While turmoil in the global credit markets will have and has had serious consequences for lenders during the buyout boom, larger buyouts will resurge in the next year, according to Swiss investment firm Partners Group.

The large buyout market has experienced a healthy correction and there will be a rebound in large public to private transactions as soon as the end of 2008, according to a report by Swiss alternative assets manager Partners Group.

Public companies continue to be reasonably priced with healthy balance sheets, and an unbroken demand for the asset class should increase the shooting power of private equity companies.

Partners Group

Partners said large-scale public to private buyouts will resurge in late 2008/9 as credit markets and seller expectations readjust.

“Public companies continue to be reasonably priced with healthy balance sheets, and an unbroken demand for the asset class – especially from institutional investors and from sovereign wealth funds – should increase the shooting power of private equity companies,” it said.

Partners’ bullish stance is despite a 62 percent drop off in worldwide buyout volume in the second half of last year to $220.9 billion (€151 million), down from $575.2 billion in the previous half, according to data provider Dealogic.
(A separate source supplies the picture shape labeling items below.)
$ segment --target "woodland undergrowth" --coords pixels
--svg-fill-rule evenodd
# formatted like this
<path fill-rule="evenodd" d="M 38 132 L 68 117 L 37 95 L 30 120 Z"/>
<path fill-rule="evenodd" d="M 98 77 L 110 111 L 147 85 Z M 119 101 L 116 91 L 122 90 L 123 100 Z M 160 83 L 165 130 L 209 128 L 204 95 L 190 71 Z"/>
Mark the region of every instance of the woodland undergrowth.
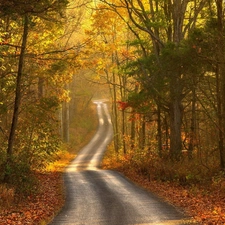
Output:
<path fill-rule="evenodd" d="M 179 207 L 198 224 L 225 224 L 225 176 L 184 157 L 170 162 L 153 153 L 115 154 L 109 149 L 104 169 L 121 172 L 143 188 Z"/>
<path fill-rule="evenodd" d="M 27 174 L 30 185 L 25 182 L 23 189 L 18 189 L 17 185 L 0 184 L 1 225 L 46 225 L 53 219 L 65 200 L 64 169 L 91 139 L 96 127 L 93 109 L 77 115 L 71 124 L 70 143 L 61 146 L 46 168 Z"/>

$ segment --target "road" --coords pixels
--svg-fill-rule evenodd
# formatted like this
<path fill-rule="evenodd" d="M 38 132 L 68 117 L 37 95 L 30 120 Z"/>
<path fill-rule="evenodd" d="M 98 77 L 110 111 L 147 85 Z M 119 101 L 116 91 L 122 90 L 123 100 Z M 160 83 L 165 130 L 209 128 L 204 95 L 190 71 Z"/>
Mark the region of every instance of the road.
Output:
<path fill-rule="evenodd" d="M 99 127 L 65 172 L 66 204 L 51 225 L 181 225 L 185 216 L 100 164 L 113 131 L 107 105 L 95 102 Z"/>

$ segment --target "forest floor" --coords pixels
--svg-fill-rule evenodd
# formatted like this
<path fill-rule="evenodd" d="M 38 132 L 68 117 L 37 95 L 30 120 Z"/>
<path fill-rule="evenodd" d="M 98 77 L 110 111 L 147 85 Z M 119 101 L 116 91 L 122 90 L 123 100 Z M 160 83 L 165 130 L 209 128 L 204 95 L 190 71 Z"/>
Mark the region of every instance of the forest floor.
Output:
<path fill-rule="evenodd" d="M 225 225 L 225 192 L 203 185 L 182 186 L 176 182 L 149 181 L 146 177 L 116 168 L 139 186 L 180 208 L 198 224 Z"/>
<path fill-rule="evenodd" d="M 1 208 L 1 225 L 46 225 L 51 221 L 64 204 L 62 168 L 66 163 L 64 161 L 59 165 L 61 172 L 50 171 L 36 174 L 42 184 L 39 192 L 20 201 L 19 204 Z M 109 169 L 108 166 L 105 168 Z M 126 167 L 110 169 L 121 172 L 136 184 L 181 208 L 199 224 L 225 224 L 225 193 L 221 189 L 149 181 L 144 176 L 130 169 L 127 170 Z"/>

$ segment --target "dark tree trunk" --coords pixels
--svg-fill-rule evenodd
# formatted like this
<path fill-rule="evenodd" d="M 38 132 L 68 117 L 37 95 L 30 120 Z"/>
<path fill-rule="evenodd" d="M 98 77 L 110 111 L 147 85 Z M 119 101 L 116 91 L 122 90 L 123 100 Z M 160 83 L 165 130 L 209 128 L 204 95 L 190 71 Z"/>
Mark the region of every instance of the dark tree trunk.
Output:
<path fill-rule="evenodd" d="M 23 38 L 22 38 L 22 45 L 21 45 L 21 51 L 20 51 L 20 57 L 19 57 L 19 63 L 18 63 L 18 72 L 17 72 L 17 78 L 16 78 L 14 110 L 13 110 L 13 116 L 12 116 L 12 122 L 11 122 L 11 129 L 10 129 L 9 138 L 8 138 L 6 166 L 9 165 L 12 160 L 13 147 L 14 147 L 15 136 L 16 136 L 16 129 L 17 129 L 18 118 L 19 118 L 24 57 L 25 57 L 27 37 L 28 37 L 28 24 L 29 24 L 28 15 L 25 15 L 24 16 Z M 7 182 L 8 174 L 5 174 L 4 180 Z"/>

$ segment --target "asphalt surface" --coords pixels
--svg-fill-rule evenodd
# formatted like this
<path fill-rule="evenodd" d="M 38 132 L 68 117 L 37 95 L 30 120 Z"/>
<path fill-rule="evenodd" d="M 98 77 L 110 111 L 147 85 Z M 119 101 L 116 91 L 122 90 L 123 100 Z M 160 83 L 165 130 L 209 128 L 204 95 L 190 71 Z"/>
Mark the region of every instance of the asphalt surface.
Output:
<path fill-rule="evenodd" d="M 107 105 L 95 103 L 98 130 L 65 172 L 66 204 L 51 225 L 194 224 L 181 211 L 120 173 L 100 169 L 113 131 Z"/>

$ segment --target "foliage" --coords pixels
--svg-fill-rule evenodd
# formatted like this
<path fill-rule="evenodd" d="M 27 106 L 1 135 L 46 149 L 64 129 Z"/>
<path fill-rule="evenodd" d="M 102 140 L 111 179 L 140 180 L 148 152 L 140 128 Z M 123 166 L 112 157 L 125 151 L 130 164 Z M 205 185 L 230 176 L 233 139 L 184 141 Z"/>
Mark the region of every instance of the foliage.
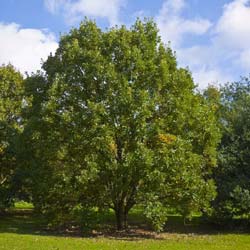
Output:
<path fill-rule="evenodd" d="M 230 83 L 221 90 L 222 141 L 214 176 L 217 217 L 249 215 L 250 208 L 250 80 Z"/>
<path fill-rule="evenodd" d="M 23 78 L 11 65 L 0 67 L 0 210 L 13 199 L 16 140 L 21 132 Z"/>
<path fill-rule="evenodd" d="M 67 218 L 79 205 L 112 208 L 118 229 L 135 204 L 171 204 L 184 216 L 208 209 L 214 111 L 152 21 L 102 31 L 85 20 L 43 68 L 27 80 L 43 88 L 26 88 L 23 142 L 32 147 L 22 154 L 37 209 Z"/>

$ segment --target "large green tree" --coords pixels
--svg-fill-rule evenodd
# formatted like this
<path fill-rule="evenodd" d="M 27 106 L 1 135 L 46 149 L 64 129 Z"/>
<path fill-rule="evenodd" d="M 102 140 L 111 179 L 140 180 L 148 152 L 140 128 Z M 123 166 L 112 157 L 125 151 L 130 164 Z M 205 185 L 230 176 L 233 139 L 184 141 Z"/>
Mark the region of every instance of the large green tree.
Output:
<path fill-rule="evenodd" d="M 0 210 L 11 204 L 17 169 L 16 142 L 21 132 L 23 77 L 11 65 L 0 67 Z"/>
<path fill-rule="evenodd" d="M 167 206 L 185 216 L 209 207 L 214 112 L 155 23 L 102 31 L 85 20 L 43 68 L 49 87 L 32 132 L 37 207 L 57 215 L 112 208 L 118 229 L 135 204 L 158 229 Z"/>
“It is the leveraged loan market that will in the end pay the price for overheating”, Partners said. Default rates would rise and anxious debt investors “now realize they have underwritten assets too cheaply with little to no handle to improve their situation [due to the prevalence of covenant lite loans]”.
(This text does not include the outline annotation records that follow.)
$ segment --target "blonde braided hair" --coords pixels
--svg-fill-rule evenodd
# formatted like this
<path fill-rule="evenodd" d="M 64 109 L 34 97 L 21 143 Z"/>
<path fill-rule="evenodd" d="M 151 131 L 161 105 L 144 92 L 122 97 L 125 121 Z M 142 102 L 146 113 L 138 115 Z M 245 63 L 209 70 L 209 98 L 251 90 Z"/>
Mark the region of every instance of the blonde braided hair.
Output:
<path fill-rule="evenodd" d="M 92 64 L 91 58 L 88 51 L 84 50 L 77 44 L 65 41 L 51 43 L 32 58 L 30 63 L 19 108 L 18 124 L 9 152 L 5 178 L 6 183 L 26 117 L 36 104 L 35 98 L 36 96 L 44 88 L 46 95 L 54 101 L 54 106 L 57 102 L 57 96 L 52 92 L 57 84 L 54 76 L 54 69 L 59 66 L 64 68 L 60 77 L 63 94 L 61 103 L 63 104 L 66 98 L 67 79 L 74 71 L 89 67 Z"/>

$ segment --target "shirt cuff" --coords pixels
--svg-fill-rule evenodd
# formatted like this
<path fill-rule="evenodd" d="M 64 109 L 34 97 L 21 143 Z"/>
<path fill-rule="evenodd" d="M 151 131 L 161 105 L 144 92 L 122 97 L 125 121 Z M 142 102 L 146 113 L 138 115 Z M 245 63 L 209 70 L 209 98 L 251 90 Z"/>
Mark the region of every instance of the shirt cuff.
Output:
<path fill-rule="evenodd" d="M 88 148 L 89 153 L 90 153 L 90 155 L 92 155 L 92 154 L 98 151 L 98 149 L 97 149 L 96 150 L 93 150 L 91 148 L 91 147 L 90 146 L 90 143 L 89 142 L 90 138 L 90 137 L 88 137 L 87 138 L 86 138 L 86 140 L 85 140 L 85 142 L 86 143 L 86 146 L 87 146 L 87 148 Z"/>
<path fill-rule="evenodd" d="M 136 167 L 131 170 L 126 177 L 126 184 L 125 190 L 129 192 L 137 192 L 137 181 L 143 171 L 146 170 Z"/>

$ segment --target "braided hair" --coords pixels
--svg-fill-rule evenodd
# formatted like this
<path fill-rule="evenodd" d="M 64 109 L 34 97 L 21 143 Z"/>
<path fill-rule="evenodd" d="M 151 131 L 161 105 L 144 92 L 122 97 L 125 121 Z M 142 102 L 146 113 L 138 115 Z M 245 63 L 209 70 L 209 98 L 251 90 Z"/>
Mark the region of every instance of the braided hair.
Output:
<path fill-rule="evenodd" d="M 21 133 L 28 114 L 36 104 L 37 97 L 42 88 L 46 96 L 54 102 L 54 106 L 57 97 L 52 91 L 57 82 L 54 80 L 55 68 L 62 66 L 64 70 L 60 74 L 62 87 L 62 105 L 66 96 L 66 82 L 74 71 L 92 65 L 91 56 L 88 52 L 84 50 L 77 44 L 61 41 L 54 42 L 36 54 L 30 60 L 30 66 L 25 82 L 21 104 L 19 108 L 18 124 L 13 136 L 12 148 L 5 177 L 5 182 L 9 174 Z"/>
But Partners said, for buyouts, the change was a healthy correction as it had led to entry multiples retreating and leverage levels falling. Some buyout investments would suffer from an unsustainable debt burden, but others would benefit from high leverage at low costs, Partners said. This would lead to average vintage years for 2006 to 2007 funds.
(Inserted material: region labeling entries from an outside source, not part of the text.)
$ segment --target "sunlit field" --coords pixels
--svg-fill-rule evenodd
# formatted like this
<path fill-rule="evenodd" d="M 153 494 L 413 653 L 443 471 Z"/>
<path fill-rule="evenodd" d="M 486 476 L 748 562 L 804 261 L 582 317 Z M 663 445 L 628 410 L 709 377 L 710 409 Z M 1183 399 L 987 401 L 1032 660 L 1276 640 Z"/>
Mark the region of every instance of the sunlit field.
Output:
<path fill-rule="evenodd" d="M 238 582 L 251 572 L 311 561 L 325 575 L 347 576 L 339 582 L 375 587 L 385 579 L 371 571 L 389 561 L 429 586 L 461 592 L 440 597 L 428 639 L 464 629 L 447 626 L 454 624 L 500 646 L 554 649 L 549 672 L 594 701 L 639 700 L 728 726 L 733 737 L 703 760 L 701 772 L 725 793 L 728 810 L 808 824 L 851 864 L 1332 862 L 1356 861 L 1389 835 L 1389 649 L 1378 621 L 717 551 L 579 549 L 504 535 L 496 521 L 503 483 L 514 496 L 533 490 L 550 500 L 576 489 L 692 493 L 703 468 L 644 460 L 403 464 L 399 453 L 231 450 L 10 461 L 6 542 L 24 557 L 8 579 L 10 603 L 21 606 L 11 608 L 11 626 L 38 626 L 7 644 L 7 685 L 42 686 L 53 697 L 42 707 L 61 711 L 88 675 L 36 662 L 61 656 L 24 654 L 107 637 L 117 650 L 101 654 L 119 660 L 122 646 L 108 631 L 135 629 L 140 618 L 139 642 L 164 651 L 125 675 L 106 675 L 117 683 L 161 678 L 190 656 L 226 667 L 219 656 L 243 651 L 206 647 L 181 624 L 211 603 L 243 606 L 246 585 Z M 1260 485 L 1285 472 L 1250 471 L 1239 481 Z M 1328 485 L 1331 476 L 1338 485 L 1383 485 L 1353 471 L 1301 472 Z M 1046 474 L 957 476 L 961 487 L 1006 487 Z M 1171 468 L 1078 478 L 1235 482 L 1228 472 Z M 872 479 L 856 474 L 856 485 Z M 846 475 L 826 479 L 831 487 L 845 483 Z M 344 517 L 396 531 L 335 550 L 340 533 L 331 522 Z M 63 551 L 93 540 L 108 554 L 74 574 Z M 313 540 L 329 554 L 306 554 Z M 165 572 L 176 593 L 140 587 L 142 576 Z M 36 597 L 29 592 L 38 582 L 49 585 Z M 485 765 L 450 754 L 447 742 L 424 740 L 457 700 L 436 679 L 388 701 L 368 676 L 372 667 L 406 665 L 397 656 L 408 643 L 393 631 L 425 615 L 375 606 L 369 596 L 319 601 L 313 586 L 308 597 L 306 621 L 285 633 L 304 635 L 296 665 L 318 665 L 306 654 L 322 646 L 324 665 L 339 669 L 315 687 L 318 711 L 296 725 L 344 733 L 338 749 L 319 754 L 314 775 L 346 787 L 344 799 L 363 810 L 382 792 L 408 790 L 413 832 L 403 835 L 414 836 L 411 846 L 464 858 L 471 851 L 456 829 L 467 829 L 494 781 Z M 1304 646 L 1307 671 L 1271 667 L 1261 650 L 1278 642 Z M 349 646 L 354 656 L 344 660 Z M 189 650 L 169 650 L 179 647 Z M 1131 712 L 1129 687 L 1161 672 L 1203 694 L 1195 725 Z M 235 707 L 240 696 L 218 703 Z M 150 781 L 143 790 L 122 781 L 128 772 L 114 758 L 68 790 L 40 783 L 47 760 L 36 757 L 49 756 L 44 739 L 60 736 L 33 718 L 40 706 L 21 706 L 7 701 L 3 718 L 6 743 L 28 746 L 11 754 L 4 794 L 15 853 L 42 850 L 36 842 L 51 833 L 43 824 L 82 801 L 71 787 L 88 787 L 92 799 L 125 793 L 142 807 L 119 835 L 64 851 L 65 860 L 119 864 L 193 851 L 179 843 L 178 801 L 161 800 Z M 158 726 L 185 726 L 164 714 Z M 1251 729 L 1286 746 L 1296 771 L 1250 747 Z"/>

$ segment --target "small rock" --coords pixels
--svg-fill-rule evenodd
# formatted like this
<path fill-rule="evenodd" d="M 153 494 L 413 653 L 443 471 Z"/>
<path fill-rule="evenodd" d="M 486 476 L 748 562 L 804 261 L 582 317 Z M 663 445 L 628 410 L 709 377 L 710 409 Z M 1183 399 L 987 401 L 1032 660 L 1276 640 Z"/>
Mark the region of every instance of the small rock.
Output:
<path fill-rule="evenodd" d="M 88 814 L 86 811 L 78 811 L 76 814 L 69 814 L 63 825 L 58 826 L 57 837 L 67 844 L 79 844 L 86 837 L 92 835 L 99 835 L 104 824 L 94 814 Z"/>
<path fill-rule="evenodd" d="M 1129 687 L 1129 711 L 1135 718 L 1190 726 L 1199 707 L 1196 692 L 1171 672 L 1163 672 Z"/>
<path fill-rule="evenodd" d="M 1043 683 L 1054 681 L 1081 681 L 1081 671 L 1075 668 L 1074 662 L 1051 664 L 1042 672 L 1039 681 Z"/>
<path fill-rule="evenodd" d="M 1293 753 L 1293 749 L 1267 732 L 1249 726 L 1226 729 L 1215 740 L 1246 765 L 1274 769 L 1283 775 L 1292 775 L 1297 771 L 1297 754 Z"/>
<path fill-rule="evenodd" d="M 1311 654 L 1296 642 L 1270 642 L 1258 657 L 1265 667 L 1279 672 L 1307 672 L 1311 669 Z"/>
It is the leveraged loan market that will in the end pay the price for overheating.

Partners also said the last six months had confirmed its positive view of venture and growth opportunities. The investment pace in venture and growth in the third quarter of 2007 was the highest quarterly total since the first quarter of 2001, it said. The exit market had also improved for venture and it expected this to continue in 2008, Partners said.

This week, venture firms Index Ventures, Balderton Capital and Benchmark Capital sold MySQL, an open source database business, to IT firm Sun Microsystems for $1 billion.

Mezzanine’s comeback in the last six months was also likely to continue, it said. The form of hybrid debt had been supplanted by cheaper senior and second lien tranches during the buyout boom.

The firm remained cautiously optimistic about CLOS, arguing the reaction against the debt instruments in the wake of the global credit crunch had been overdone. “If leveraged up, the equity return to a CLO can still be substantial [as average asset spreads had increased] – but only if the issuer has access to mezzanine tranches.”